US: Religious freedom law weakened after LGBT backlash

The governor of Indiana has bowed to pressure from LGBT campaigners to change a religious freedom law.

Ahead of the amendment, state governor Mike Pence said there had been “misunderstanding and confusion and mischaracterization of this law”, confirming that he ‘abhors’ discrimination.

The aim of the legislation had been to ensure a person’s right to exercise their religion is not substantially burdened by the state, especially in light of the US Supreme Court last year allowing gay marriage in Indiana.


On Thursday, Pence signed a revised version of the Religious Freedom Restoration Act (RFRA) after a campaign backed by gay rights groups, business leaders and celebrities put pressure on him to change the legislation.
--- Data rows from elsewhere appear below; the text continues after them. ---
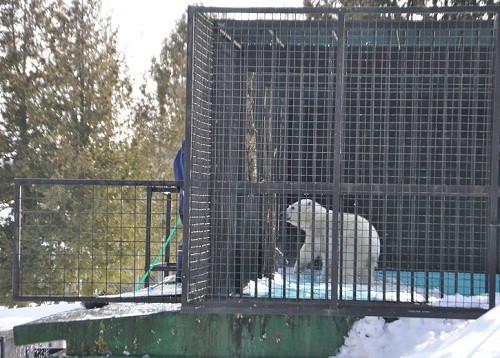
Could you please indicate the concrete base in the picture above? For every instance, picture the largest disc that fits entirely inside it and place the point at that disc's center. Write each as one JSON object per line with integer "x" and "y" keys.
{"x": 180, "y": 334}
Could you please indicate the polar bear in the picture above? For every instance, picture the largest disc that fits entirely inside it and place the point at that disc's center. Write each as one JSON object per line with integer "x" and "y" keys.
{"x": 360, "y": 241}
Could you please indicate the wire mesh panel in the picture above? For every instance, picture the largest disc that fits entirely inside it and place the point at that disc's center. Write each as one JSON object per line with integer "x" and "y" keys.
{"x": 343, "y": 161}
{"x": 96, "y": 240}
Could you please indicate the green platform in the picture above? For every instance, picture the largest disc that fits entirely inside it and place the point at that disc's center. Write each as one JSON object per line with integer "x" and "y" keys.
{"x": 177, "y": 334}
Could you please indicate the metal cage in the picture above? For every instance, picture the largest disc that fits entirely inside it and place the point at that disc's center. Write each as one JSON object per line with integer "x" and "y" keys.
{"x": 387, "y": 114}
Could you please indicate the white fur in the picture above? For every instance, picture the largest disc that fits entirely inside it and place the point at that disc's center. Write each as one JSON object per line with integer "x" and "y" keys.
{"x": 355, "y": 230}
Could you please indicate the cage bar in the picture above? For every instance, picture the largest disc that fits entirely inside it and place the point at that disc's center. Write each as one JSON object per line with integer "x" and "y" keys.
{"x": 382, "y": 114}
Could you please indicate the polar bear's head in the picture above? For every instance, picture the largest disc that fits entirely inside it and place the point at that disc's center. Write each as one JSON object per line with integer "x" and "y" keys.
{"x": 301, "y": 213}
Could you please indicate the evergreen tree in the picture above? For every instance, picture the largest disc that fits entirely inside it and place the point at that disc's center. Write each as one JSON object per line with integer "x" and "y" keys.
{"x": 159, "y": 115}
{"x": 61, "y": 95}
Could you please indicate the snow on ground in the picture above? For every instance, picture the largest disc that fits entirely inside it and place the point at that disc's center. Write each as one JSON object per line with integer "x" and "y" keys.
{"x": 75, "y": 311}
{"x": 369, "y": 337}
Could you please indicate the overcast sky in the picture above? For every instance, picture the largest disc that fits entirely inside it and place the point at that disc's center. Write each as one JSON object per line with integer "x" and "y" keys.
{"x": 144, "y": 24}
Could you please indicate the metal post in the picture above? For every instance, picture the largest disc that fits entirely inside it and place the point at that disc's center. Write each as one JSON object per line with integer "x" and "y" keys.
{"x": 147, "y": 262}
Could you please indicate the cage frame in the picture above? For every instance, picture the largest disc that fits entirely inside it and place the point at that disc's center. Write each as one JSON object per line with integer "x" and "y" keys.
{"x": 334, "y": 306}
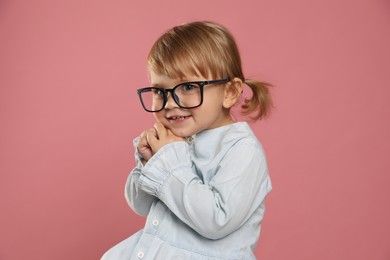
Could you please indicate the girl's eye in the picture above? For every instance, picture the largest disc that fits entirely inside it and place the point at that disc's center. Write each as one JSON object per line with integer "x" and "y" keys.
{"x": 158, "y": 92}
{"x": 189, "y": 87}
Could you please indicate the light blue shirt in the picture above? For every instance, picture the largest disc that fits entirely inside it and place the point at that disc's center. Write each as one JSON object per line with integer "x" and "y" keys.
{"x": 204, "y": 198}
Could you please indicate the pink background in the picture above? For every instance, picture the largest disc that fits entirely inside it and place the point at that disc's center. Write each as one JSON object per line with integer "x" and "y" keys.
{"x": 69, "y": 112}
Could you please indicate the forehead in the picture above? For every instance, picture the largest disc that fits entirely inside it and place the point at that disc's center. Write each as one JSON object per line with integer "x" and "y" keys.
{"x": 162, "y": 80}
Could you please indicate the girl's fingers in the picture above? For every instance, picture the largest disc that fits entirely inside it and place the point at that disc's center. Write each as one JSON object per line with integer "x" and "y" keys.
{"x": 160, "y": 129}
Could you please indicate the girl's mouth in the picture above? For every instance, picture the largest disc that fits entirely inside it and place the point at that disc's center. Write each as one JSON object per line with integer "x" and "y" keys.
{"x": 178, "y": 118}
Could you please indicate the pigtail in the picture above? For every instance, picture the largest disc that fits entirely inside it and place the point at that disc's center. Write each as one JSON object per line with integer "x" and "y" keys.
{"x": 260, "y": 101}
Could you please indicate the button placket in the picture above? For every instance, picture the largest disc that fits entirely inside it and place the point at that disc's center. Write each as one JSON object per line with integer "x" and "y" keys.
{"x": 155, "y": 223}
{"x": 140, "y": 254}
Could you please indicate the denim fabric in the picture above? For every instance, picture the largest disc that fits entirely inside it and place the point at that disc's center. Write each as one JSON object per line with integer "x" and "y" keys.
{"x": 204, "y": 198}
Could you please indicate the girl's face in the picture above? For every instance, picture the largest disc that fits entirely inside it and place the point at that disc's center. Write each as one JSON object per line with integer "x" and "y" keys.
{"x": 182, "y": 122}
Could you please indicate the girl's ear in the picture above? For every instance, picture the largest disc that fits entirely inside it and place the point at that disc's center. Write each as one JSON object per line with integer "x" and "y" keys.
{"x": 233, "y": 90}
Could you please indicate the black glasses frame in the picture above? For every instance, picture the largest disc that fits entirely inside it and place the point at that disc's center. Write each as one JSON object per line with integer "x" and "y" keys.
{"x": 165, "y": 92}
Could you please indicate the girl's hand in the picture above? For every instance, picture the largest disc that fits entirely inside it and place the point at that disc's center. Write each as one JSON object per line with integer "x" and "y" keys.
{"x": 161, "y": 137}
{"x": 143, "y": 146}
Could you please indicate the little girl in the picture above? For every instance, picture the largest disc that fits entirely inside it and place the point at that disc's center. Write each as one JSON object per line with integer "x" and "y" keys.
{"x": 201, "y": 178}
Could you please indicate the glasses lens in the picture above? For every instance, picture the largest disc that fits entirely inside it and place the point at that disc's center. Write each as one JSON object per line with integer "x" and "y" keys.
{"x": 188, "y": 95}
{"x": 152, "y": 99}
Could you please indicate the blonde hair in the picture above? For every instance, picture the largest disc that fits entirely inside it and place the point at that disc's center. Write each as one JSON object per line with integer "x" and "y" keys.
{"x": 207, "y": 49}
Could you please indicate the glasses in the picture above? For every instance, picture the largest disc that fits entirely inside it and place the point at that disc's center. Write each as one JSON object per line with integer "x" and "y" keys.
{"x": 186, "y": 95}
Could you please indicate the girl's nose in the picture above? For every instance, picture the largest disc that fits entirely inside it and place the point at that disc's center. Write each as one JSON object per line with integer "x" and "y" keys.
{"x": 171, "y": 103}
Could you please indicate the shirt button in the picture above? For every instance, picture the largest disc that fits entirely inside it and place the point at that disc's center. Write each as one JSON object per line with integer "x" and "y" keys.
{"x": 140, "y": 254}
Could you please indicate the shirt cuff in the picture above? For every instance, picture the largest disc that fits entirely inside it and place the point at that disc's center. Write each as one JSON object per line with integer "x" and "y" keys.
{"x": 160, "y": 167}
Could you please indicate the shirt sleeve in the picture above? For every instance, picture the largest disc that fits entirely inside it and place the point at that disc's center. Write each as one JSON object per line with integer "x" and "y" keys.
{"x": 138, "y": 200}
{"x": 219, "y": 208}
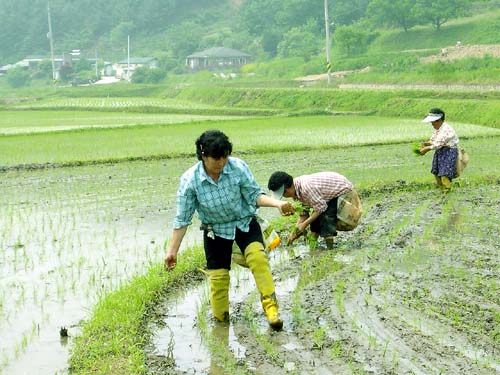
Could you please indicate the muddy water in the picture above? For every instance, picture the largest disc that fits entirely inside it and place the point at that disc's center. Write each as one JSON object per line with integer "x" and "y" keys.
{"x": 178, "y": 346}
{"x": 67, "y": 237}
{"x": 413, "y": 290}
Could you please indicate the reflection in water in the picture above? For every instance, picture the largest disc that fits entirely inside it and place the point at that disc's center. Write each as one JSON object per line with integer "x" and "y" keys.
{"x": 179, "y": 338}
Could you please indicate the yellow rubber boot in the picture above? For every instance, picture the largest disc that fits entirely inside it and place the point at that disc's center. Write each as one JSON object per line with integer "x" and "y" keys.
{"x": 256, "y": 259}
{"x": 438, "y": 181}
{"x": 219, "y": 293}
{"x": 446, "y": 184}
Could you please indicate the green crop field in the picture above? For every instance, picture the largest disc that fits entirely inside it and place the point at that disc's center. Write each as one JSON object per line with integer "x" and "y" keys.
{"x": 79, "y": 232}
{"x": 170, "y": 140}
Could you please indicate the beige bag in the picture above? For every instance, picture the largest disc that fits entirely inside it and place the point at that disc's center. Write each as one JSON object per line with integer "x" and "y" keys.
{"x": 462, "y": 160}
{"x": 349, "y": 211}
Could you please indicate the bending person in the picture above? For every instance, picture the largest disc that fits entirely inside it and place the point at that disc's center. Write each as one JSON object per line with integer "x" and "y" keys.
{"x": 319, "y": 191}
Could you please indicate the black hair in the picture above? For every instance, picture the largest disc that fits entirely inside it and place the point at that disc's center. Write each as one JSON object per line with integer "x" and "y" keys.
{"x": 213, "y": 143}
{"x": 279, "y": 179}
{"x": 438, "y": 111}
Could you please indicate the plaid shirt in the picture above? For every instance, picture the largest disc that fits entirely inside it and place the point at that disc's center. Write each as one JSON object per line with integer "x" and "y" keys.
{"x": 316, "y": 190}
{"x": 445, "y": 136}
{"x": 225, "y": 205}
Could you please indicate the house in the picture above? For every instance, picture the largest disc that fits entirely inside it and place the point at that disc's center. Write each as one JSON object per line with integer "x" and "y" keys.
{"x": 125, "y": 69}
{"x": 217, "y": 58}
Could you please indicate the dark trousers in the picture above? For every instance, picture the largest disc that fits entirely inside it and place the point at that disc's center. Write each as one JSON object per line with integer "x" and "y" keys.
{"x": 218, "y": 250}
{"x": 326, "y": 223}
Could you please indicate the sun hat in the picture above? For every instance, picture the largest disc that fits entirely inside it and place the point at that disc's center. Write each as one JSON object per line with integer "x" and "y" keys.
{"x": 434, "y": 115}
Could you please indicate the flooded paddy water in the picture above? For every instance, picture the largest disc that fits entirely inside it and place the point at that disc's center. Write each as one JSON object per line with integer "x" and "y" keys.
{"x": 414, "y": 289}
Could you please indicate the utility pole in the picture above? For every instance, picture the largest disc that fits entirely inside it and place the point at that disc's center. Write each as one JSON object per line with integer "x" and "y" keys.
{"x": 51, "y": 43}
{"x": 327, "y": 30}
{"x": 96, "y": 71}
{"x": 128, "y": 57}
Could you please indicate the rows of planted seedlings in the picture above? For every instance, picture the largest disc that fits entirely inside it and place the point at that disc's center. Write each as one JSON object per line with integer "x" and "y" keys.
{"x": 70, "y": 236}
{"x": 108, "y": 102}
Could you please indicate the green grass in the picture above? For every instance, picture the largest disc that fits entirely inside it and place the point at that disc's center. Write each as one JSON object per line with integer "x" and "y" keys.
{"x": 113, "y": 341}
{"x": 16, "y": 122}
{"x": 248, "y": 136}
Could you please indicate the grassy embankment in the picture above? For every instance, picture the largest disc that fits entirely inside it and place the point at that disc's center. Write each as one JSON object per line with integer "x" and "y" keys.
{"x": 112, "y": 340}
{"x": 394, "y": 56}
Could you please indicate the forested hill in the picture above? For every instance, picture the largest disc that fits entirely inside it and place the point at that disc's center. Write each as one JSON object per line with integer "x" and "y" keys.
{"x": 173, "y": 29}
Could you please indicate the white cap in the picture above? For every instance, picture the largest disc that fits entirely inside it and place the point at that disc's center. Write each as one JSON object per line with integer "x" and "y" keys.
{"x": 278, "y": 193}
{"x": 432, "y": 117}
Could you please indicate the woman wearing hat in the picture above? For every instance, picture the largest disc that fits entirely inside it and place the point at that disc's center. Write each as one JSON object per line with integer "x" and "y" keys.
{"x": 444, "y": 141}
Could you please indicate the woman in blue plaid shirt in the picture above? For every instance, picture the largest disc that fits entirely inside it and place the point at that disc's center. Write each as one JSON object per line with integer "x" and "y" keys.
{"x": 226, "y": 196}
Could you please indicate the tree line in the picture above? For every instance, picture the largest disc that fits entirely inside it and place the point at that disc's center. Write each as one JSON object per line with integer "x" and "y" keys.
{"x": 172, "y": 29}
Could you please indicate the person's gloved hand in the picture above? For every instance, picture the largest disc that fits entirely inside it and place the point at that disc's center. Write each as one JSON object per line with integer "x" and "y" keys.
{"x": 287, "y": 208}
{"x": 298, "y": 230}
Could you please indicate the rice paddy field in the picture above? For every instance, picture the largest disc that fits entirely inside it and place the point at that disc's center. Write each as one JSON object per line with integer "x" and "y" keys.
{"x": 86, "y": 204}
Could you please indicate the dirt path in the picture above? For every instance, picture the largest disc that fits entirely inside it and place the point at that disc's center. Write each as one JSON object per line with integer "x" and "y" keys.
{"x": 413, "y": 290}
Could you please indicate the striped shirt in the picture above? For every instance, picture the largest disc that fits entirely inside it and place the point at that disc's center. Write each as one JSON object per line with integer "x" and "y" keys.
{"x": 226, "y": 205}
{"x": 445, "y": 136}
{"x": 316, "y": 190}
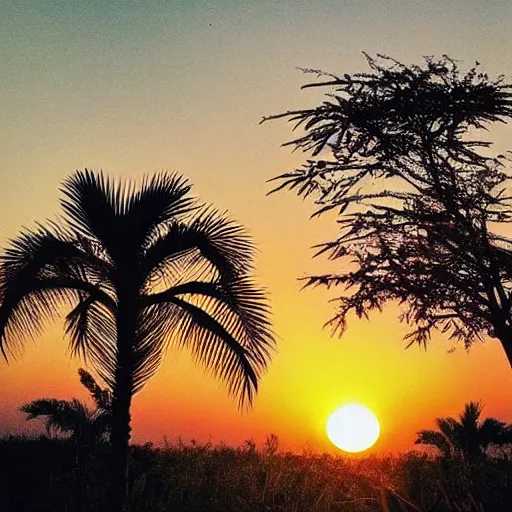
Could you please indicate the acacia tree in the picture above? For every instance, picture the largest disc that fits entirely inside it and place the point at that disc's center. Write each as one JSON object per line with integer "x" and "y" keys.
{"x": 141, "y": 269}
{"x": 419, "y": 197}
{"x": 468, "y": 436}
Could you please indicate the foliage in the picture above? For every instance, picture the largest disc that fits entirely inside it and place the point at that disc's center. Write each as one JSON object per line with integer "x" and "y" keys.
{"x": 418, "y": 196}
{"x": 85, "y": 426}
{"x": 141, "y": 269}
{"x": 202, "y": 477}
{"x": 468, "y": 436}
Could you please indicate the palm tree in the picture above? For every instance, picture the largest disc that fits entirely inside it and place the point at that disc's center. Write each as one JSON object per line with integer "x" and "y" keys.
{"x": 466, "y": 436}
{"x": 141, "y": 269}
{"x": 85, "y": 426}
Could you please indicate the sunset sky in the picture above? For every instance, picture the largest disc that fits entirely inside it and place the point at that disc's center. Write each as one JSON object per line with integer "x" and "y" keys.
{"x": 136, "y": 87}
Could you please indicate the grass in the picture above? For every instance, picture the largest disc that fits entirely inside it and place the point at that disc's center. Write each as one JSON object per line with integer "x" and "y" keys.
{"x": 44, "y": 475}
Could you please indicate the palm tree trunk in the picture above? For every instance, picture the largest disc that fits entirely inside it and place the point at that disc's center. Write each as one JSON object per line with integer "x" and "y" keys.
{"x": 122, "y": 397}
{"x": 507, "y": 347}
{"x": 119, "y": 438}
{"x": 504, "y": 334}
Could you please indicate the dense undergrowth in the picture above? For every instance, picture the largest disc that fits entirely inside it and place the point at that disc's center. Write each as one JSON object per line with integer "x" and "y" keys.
{"x": 44, "y": 475}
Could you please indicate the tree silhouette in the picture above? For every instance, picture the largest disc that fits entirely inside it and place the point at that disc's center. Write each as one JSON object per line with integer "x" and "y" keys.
{"x": 142, "y": 269}
{"x": 85, "y": 426}
{"x": 419, "y": 199}
{"x": 466, "y": 436}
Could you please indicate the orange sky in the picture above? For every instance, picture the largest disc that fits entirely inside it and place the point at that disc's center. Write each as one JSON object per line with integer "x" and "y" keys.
{"x": 137, "y": 89}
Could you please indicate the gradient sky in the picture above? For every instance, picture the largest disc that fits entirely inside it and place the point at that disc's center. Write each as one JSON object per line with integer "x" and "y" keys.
{"x": 134, "y": 87}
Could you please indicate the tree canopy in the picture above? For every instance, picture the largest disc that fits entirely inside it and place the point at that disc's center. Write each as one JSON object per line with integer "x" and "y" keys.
{"x": 420, "y": 198}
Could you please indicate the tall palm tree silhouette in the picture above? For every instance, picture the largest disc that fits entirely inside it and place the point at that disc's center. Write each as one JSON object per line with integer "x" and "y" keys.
{"x": 141, "y": 268}
{"x": 466, "y": 436}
The campaigners claimed the original wording of the RFRA endorsed discrimination and took to social media to oppose it.


But pro-family groups are warning that the amendment will result in people being compelled to act against their deeply held beliefs.

Advance America, a group that originally supported the law, said in a statement that, “Christian bakers, florists and photographers would now be forced by the government to participate in a homosexual wedding” or face being punished.

A similar law was amended before being signed into law in the state of Arkansas.


Former Arkansas governor Mike Huckabee told the media that gay rights campaigners had coerced corporations into putting pressure on Arkansas and Indiana to change the legislation.

He also criticised companies for opposing the RFRA while also doing business with countries that have appalling human rights’ records.

The law is based on existing federal legislation, which was signed into law more than 20 years ago.